Reducing JRuby Startup by Ditching Bundler
November 14, 2010 @ 08:11 PMUPDATE 2:
Amazingly, I was unaware of the Crown RubyGem when I wrote this article. It clearly would simplify the task of creating your monolithic 'lib' directory called for toward the end of this post.
UPDATE:
The introduction of --standalone to Bundler (head) largely invalidates this post, and hurray for that! At the risk of repeating myself: Bundler is a fantastic dev-time tool, but should not be a run-time dependency. I haven't yet had the time to play with --standalone to see how it changes the steps specified in this post, but as soon as I do I'll post an update.
I'd like to think that the timing of --standalone's introduction into Bundler was influenced by this post.
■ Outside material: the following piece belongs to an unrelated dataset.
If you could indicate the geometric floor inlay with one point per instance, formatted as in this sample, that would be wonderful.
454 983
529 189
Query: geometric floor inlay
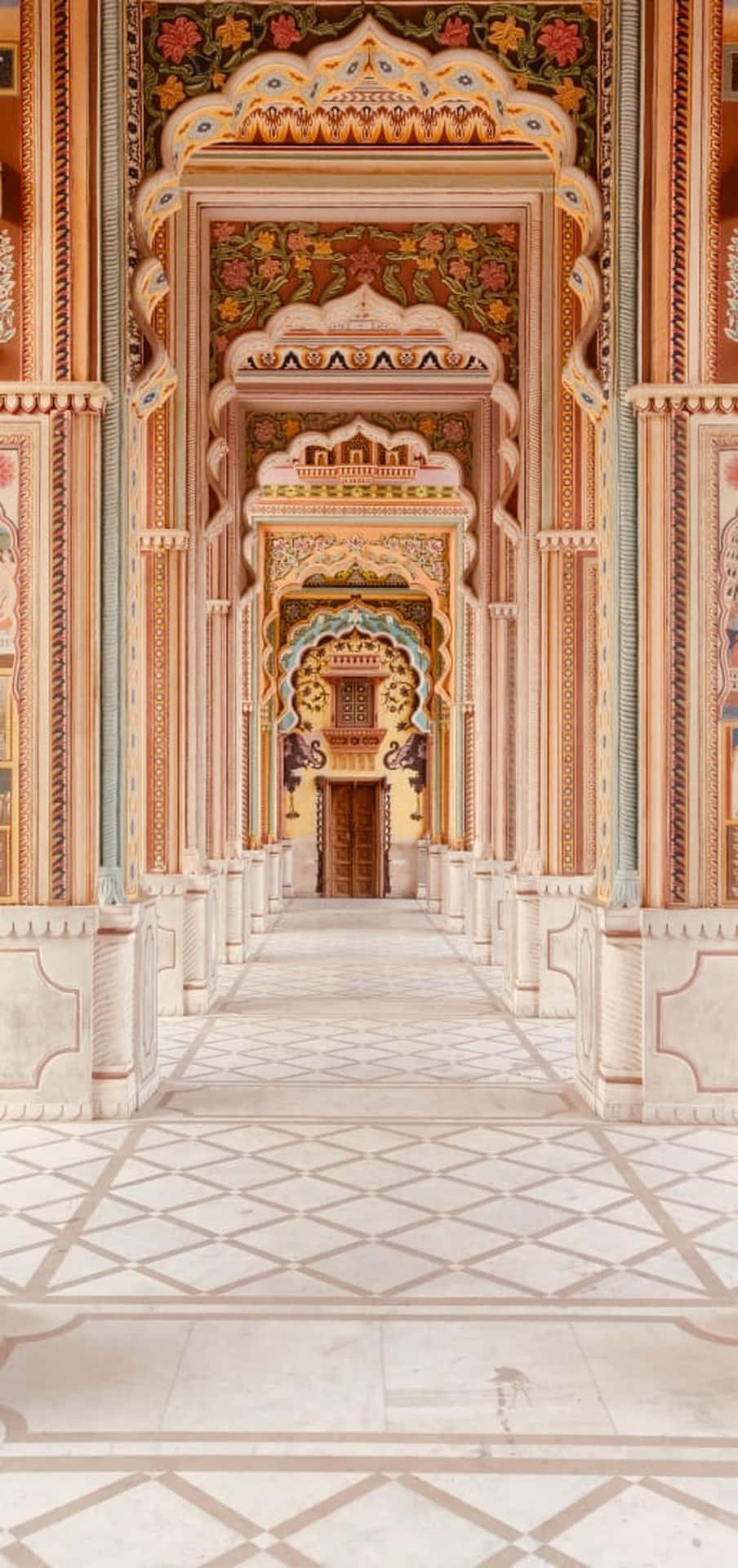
434 1338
I have no evidence to back that up. :-)
Prelude
Has it really been over two years since I last blogged? I certainly *started* a lot of blog posts in that time but usually run out of steam before finishing them. Turns out that Twitter / Facebook is a lot more suited to my writing style.
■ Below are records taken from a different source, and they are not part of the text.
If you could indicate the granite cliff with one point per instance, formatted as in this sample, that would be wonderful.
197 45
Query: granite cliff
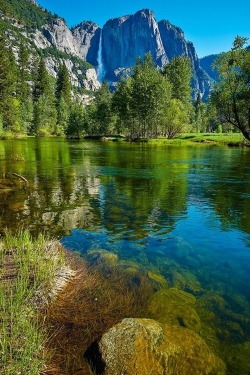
111 50
117 45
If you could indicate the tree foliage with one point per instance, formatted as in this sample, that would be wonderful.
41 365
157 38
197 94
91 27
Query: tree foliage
231 96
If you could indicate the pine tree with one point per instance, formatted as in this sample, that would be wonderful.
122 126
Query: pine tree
63 85
45 114
63 98
179 72
9 104
24 89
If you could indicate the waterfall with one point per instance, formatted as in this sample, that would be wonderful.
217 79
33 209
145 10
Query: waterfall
100 66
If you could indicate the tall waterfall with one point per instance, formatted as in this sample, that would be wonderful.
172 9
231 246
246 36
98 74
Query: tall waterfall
100 66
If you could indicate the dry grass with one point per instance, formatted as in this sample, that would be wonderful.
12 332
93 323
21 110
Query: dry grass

Nevertheless, a post such as this simply won't fit on Twitter and won't reach many folks on Facebook, so here I am.
I Love JRuby, but...
This shouldn't surprise most people: JRuby kicks ass; JRuby startup sucks(1). This is not an indictment against JRuby, @headius or any of the other JRuby devs. JRuby is in a sense booting up a VM on top of a VM, so it's going to take a little time.
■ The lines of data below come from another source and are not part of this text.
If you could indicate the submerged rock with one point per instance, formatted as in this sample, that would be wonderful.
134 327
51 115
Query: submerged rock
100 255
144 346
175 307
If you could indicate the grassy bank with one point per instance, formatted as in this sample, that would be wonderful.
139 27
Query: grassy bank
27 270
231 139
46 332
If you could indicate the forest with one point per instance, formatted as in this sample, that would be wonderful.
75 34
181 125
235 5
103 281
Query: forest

Turns out, though, you can cut JRuby startup times significantly for many applications -- over 50% on several projects I've worked on.
I Love Bundler, but...
I really do. But, Bundler is -- or should be -- a dev-time tool, not a runtime tool. This is not a new concept (http://tomayko.com/writings/require-rubygems-antipattern) and I'm a little surprised at how quickly the Ruby community in general has accepted 'require "bundler"' in their code even as they were starting to reject 'require "rubygems"'.
It also turns out to be a huge performance drain during startup on JRuby. I'm guessing this is because the JIT can't really optimize that startup code in time to make a difference.
In any case, Bundler -- at runtime -- has to go.
The Project and Initial Benchmark
Let's start with a standard Rails 3 application and run some performance tests(2).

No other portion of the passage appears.